A major highlight of the second session, which discussed biodiversity and ethical sourcing, was the detailed account of the Brazilian biodiversity legislation. A lawyer explained how the legislation was introduced to protect genetic assets of the country, but was now stifling innovation. The existing legal framework penalizes Brazilian companies that don’t obtain approval when developing novel ingredients; however it has not yet been enforced to foreign companies. Varying interpretations of the biodiversity legislation has created uncertainty, with companies like L’Oreal taking a cautious approach when sourcing raw materials from the country.

Organic regulation is another contentious issue in the cosmetic industry. Brazilian legislation prevents cosmetic companies to make organic claims on their products unless they meet national standards; however the country has yet to introduce a standard for organic cosmetics. Additionally, international organic cosmetic brands are therefore forced to market their products as “natural” in the Brazilian market.

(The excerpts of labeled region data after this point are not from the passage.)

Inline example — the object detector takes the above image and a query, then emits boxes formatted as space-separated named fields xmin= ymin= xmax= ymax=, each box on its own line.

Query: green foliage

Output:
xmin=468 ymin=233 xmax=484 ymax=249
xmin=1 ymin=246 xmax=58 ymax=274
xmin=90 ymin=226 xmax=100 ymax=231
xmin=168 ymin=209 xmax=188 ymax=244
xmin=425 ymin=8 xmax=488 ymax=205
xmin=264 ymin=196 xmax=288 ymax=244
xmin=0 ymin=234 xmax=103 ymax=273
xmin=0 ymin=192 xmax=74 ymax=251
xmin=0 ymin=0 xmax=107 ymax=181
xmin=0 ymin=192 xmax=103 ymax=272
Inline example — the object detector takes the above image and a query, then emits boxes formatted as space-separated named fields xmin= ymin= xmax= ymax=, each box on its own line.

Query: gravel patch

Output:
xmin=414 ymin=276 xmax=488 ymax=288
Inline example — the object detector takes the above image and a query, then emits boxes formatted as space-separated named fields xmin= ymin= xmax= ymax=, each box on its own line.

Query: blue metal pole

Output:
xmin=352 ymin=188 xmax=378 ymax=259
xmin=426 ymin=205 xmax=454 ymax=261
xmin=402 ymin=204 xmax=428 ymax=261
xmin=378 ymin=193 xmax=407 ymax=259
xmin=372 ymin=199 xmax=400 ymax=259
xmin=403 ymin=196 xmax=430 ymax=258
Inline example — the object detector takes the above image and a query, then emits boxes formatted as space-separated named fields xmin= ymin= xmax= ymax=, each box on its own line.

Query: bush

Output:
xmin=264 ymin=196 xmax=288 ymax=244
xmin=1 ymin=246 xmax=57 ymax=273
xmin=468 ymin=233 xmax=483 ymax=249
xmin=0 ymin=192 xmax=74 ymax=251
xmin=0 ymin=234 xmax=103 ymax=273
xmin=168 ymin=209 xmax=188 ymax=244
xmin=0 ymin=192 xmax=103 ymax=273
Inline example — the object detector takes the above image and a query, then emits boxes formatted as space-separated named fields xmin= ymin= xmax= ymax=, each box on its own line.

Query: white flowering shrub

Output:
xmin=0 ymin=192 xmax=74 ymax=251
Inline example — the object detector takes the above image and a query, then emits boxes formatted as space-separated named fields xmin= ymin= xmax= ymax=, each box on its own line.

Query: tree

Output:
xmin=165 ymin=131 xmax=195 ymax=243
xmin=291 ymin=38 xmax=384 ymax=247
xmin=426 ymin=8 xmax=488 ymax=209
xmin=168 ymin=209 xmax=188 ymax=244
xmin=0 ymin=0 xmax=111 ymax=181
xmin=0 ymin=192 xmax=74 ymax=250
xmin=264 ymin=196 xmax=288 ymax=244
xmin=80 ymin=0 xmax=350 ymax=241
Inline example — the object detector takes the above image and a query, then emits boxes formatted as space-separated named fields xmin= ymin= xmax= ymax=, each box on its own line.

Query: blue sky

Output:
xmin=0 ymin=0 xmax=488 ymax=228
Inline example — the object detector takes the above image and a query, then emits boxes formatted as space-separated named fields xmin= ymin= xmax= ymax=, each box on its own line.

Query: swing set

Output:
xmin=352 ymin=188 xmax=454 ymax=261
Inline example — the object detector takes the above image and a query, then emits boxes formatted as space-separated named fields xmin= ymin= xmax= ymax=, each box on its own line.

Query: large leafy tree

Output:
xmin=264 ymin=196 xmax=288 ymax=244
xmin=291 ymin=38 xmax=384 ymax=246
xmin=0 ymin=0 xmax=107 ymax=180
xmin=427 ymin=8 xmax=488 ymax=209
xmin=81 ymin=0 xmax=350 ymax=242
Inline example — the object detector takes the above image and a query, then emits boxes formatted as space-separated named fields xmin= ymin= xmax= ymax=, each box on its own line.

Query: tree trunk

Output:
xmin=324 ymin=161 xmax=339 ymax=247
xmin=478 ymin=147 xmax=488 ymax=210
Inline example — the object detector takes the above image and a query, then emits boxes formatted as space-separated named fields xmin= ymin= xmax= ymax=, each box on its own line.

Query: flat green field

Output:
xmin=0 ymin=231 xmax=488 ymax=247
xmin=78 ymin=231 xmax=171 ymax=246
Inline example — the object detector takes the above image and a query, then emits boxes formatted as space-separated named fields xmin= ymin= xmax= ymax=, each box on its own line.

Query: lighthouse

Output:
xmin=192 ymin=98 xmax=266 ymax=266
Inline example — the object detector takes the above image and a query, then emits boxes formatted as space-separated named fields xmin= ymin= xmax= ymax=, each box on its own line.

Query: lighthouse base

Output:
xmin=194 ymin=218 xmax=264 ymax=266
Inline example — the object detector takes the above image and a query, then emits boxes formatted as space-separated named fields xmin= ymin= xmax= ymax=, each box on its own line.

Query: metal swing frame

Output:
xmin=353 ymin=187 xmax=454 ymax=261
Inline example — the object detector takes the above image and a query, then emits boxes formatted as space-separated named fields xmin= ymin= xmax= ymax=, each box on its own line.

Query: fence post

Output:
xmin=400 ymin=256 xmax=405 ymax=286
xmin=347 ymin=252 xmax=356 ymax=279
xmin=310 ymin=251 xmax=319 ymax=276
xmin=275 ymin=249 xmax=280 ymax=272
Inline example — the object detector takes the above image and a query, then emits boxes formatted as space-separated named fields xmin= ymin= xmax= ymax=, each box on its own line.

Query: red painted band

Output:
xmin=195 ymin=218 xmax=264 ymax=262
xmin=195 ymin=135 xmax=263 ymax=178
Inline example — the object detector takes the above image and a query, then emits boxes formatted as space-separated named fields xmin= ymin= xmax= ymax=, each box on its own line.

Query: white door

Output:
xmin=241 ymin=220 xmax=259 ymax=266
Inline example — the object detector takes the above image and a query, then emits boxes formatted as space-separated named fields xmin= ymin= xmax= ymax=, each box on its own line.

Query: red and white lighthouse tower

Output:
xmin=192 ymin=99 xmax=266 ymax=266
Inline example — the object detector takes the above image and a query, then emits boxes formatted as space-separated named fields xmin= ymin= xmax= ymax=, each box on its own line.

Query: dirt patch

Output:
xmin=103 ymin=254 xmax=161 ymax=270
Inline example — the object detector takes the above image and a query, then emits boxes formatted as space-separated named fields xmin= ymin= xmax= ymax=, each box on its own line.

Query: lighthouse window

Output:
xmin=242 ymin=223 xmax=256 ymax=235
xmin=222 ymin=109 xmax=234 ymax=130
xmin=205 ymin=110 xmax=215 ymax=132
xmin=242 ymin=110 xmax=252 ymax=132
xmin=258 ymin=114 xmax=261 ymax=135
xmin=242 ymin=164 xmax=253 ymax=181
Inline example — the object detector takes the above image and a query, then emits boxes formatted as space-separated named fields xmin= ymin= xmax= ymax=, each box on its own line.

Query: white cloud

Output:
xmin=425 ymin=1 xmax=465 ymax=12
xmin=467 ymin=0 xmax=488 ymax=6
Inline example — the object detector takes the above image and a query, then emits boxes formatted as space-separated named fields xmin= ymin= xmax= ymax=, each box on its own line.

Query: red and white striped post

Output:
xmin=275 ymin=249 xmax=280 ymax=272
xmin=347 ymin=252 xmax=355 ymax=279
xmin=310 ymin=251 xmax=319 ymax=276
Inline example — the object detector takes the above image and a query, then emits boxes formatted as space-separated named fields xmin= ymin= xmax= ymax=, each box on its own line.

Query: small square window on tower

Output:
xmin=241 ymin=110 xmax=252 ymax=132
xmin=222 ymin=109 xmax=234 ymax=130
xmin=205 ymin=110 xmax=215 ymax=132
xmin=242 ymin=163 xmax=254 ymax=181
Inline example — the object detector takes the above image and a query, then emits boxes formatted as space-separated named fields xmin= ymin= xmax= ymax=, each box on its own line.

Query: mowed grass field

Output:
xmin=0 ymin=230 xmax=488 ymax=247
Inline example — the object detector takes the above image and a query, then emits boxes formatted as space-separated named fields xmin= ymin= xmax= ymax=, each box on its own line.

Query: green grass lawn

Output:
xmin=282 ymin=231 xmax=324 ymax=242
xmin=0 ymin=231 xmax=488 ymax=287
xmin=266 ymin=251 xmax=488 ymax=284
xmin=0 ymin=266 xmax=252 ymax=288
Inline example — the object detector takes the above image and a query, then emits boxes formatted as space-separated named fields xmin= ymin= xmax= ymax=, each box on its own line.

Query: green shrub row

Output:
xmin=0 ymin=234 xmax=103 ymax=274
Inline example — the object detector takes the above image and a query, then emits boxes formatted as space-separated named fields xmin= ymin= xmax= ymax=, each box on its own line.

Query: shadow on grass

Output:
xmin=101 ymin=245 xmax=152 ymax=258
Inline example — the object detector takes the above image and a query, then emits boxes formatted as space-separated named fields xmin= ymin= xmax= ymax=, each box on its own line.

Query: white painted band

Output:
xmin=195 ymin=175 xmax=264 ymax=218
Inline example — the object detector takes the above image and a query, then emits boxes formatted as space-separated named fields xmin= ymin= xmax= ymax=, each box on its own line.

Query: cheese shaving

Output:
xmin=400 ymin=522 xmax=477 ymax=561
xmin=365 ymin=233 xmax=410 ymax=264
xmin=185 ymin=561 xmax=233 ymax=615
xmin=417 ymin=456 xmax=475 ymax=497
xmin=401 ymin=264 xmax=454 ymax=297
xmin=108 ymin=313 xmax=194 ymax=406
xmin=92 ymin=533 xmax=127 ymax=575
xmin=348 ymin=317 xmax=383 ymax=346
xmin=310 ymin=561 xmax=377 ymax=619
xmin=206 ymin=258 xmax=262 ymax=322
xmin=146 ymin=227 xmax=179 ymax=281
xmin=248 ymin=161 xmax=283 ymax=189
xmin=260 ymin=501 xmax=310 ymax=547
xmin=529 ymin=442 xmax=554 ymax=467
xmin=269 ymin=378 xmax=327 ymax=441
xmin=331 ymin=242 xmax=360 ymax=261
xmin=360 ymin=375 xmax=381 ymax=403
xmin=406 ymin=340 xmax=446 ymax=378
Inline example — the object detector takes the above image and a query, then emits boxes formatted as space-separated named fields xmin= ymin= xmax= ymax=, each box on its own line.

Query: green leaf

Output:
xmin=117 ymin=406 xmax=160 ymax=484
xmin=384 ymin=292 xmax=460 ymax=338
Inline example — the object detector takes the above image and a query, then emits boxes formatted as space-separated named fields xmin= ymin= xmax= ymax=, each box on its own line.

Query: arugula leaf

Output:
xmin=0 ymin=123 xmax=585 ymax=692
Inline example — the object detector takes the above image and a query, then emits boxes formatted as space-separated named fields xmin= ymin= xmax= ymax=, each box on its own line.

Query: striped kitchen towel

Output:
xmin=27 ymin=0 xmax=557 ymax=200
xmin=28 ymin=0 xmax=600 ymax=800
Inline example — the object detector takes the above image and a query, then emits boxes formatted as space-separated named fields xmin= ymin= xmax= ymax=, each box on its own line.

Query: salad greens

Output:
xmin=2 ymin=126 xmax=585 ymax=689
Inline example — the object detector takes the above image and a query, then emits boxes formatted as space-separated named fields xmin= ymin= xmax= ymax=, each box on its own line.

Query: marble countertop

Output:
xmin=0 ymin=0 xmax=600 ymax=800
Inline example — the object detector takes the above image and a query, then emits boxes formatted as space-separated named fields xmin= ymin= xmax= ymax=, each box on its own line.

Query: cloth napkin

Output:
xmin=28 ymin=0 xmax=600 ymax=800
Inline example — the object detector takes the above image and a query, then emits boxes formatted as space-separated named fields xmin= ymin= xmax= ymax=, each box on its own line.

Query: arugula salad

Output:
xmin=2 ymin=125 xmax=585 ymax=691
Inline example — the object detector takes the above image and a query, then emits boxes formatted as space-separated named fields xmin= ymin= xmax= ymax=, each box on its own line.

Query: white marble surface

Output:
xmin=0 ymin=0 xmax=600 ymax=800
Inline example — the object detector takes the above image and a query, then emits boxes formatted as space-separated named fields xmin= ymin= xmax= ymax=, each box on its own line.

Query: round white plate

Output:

Findings from the Union for Ethical Biodiversity's barometer revealed Brazilian consumers are the most aware of biodiversity in the world. Its 2012 survey showed 97% of Brazilians are aware of biodiversity and 38% can give a proper definition. In the third session, on marketing best practices, many participants asked why this high awareness is not translating into sales of natural, organic and fair trade products. Considering Brazil has a burgeoning middle class, high awareness of green issues, yet the market for eco-labeled cosmetic products remains insignificant. A paper by Market Analysis suggested marketing is the solution, since few companies are successfully communicating sustainable values to consumers.

The complexity of measuring environmental footprints of cosmetic products was demonstrated in the final session, which covered sustainable ingredients. Amyris is using cane sugar as sustainable feedstock to produce cosmetic ingredients. The ingredients have lower carbon footprints then synthetic counterparts; however the move to agricultural feedstock raises other questions related to competing land area to food crops, possible use of genetically modified organisms, water footprints, and soil fertility.

Using candeia as a case study, Citroleo and Atina Natural Assets stated the importance of sustainable cultivation and forestry management in raw material sourcing. Atina Naturals explained how greenwashing was not just common to finished cosmetic products. The growing number of ingredients marketed as “natural” or “Ecocert-approved” was creating confusion with “certified organic” materials. In a lively panel discussion, key speakers reiterated how innovation remains a key driver of sustainable ingredients in the cosmetics industry.

Discussions about sustainable development in the cosmetics industry will continue in the upcoming Asia-Pacific (Hong Kong, November 12–13) and European (Paris, November 21–23) editions of the Sustainable Cosmetics Summit.